Pat,
LH was not measured in the Incledon study unless they left it out of the full text.
I’ve never seen any convincing research that androst-4-ene-3,6,17-trione is an aromatase inhibitor in humans. Now that Ive seen the in-vivo research, I’m definitely not convinced. I guess if there is cross–reactivity happening the results would be hard to interpret either way. I suppose 6-oxo DHT could have cross reacted as well? IMO, an effective oral aromatase inhibitor would give results similar to the study seen below.
My original point is that 6-oxo would not be conducive to post cycle therapy. The effects on LH/FSH are certainly not positive enough to consider 6-oxo as a “natural” test booster, and whether or not 6-oxo is an aromatase inhibitor is probably a mute point anyway, especially if it converts to its own estrogenic metabolites. (which appear to negatively effect LH in the lower dosed group and FSH in the higher dosed group)
Im sure 6-oxo can be an effective product in and of itself as a performance enhancer, but I don’t believe it’s a good choice for PCT.
-Pp
Reversal of the hypogonadotropic hypogonadism of obese men by administration of the aromatase inhibitor testolactone.
Zumoff B, Miller LK, Strain GW.
Metabolism. 2003 Sep;52(9):1126-8.
Studies from this laboratory have shown that obese men have elevated serum estrogen levels and diminished levels of follicle-stimulating hormone (FSH - follicle stimulating hormone - ) and free and total testosterone, all in proportion to their degree of obesity. The decreases in testosterone and FSH constitute a state of hypogonadotropic hypogonadism (HHG), and we have hypothesized that it results from feedback suppression of the pituitary by the elevated estrogen levels.

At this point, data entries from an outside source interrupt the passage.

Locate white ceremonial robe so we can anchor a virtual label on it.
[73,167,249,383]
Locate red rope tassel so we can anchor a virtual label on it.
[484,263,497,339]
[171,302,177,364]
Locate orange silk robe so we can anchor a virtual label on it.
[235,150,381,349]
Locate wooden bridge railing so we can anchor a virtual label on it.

We tested this hypothesis by lowering the serum estrogens of 6 health obese men (body mass index [BMI], 38 to 73) by administering the aromatase inhibitor testolactone (1 g daily for 6 weeks). Twenty-four-hour mean serum testosterone rose in every subject, from a mean of 290 +/- 165 ng/dL to a mean of 403 +/- 170 (P <.0003); 24-hour mean serum estradiol decreased in every subject, from a mean of 40 +/- 10.8 pg/mL to a mean of 29 +/- 6.7 (P <.004); and 24-hour mean serum luteinizing hormone (lh - leutenizing hormone - ) increased in every subject, from a mean of 14.3 +/- 4.1 mIU/mL to a mean of 19.3 +/- 5.1 (P <.004). The rise in mean LH was due to an increase in the amplitude of the individual secretory pulses, especially at night. Twenty-four-hour mean serum estrone decreased nonsignificantly, from 48 +/- 14 pg/mL to 39 +/- 6.4, and 24-hour mean serum FSH - follicle stimulating hormone - increased nonsignificantly, from 13.5 +/- 5.3 mIU/mL to 15.0 +/- 5.4. The results are in accordance with the hypothesis, in that inhibition of estrogen biosynthesis (through administration of the aromatase inhibitor testolactone) results in alleviation of the HHG of our obese male subjects.